More importantly Wajda leads us to the climax with a fresco of characters and incidents that fill in the details of Poland in 1939. In his statement accompanying the premiere, Wajda saw the film as “about individual suffering, which evokes images of much greater emotional content than naked historical facts. A film that shows the terrible truth that hurts, whose characters are not the murdered officers but women who wait their return every day, every hour, suffering inhuman uncertainty.” It takes him more than two enthralling hours to tell the tale and he starts by ensuring that we realize that it wasn’t just Soviet tyranny that was intent on destroying the intelligentsia of Poland. Early in the film we see the shocking round up by the Germans of the faculty at Jagellonian University in Cracow.
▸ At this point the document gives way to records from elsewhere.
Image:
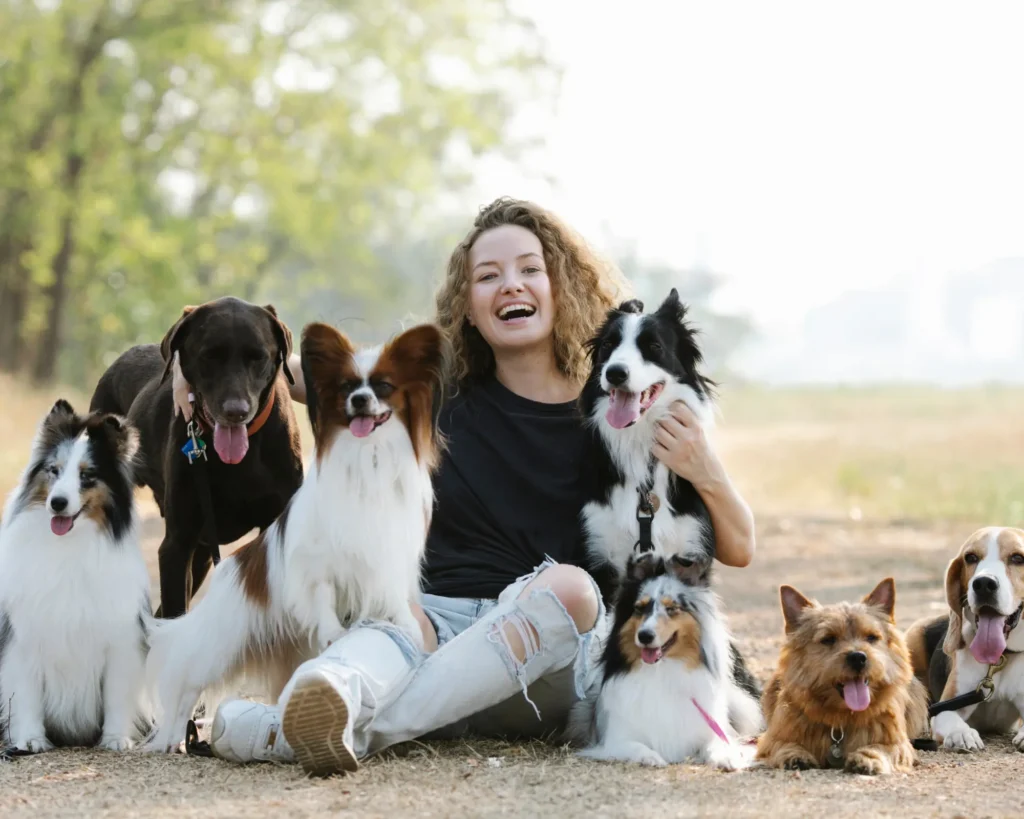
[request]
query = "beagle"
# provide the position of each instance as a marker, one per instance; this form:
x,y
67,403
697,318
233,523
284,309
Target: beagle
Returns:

Poland, its clear, is a nation jammed between two great powers. Faced with occupation there is resignation and rebellion. There is also stupidity and reckless courage. Small vignettes of Polish pre-war life finally build a composite image of a nation whose entire history has sadly been subject to constant invasion and repression by outside forces. That produces a quite aching sadness. Katyn is a film in which the great and powerful crush the small and weak.

For those outside Poland, Wajda has told the story of one of the worst crimes of the twentieth century. His own father was one of the victims. Has he made a film just to settle accounts, to bring one of the key moments of Polish history still unresolved to the forefront? “Wajda himself says: “Let it spin a tale about the suffering and drama of many Katyn families. About the Katyn lie that triumphs over the grave of Joesph Vissarionovich Stalin which forced into silence about it for half a century the then allies, the western ones of the USSR in the war against Hitler, Great Britain and the United States.” Once again, perhaps for the final time, he has used the cinema to remind us that tyranny, oppression and evil have to be resisted at every step.

(NB. Some of the information in this article is drawn from “A Movie That Matters” by Anne Applebaum, The New York Review of Books, February 14 2008. Katyn had its international premiere at the Berlin Film Festival in January. It is being screened at both the forthcoming Melbourne and Brisbane International Film Festivals. Dont miss it.)

1 comment:

Paul Martin said...

Great write-up. Having just been introduced to Wajda courtesy of Melbourne Cinémathèque's three week season of several of his films, I had marked this as a film to see. Now I'll make sure of it.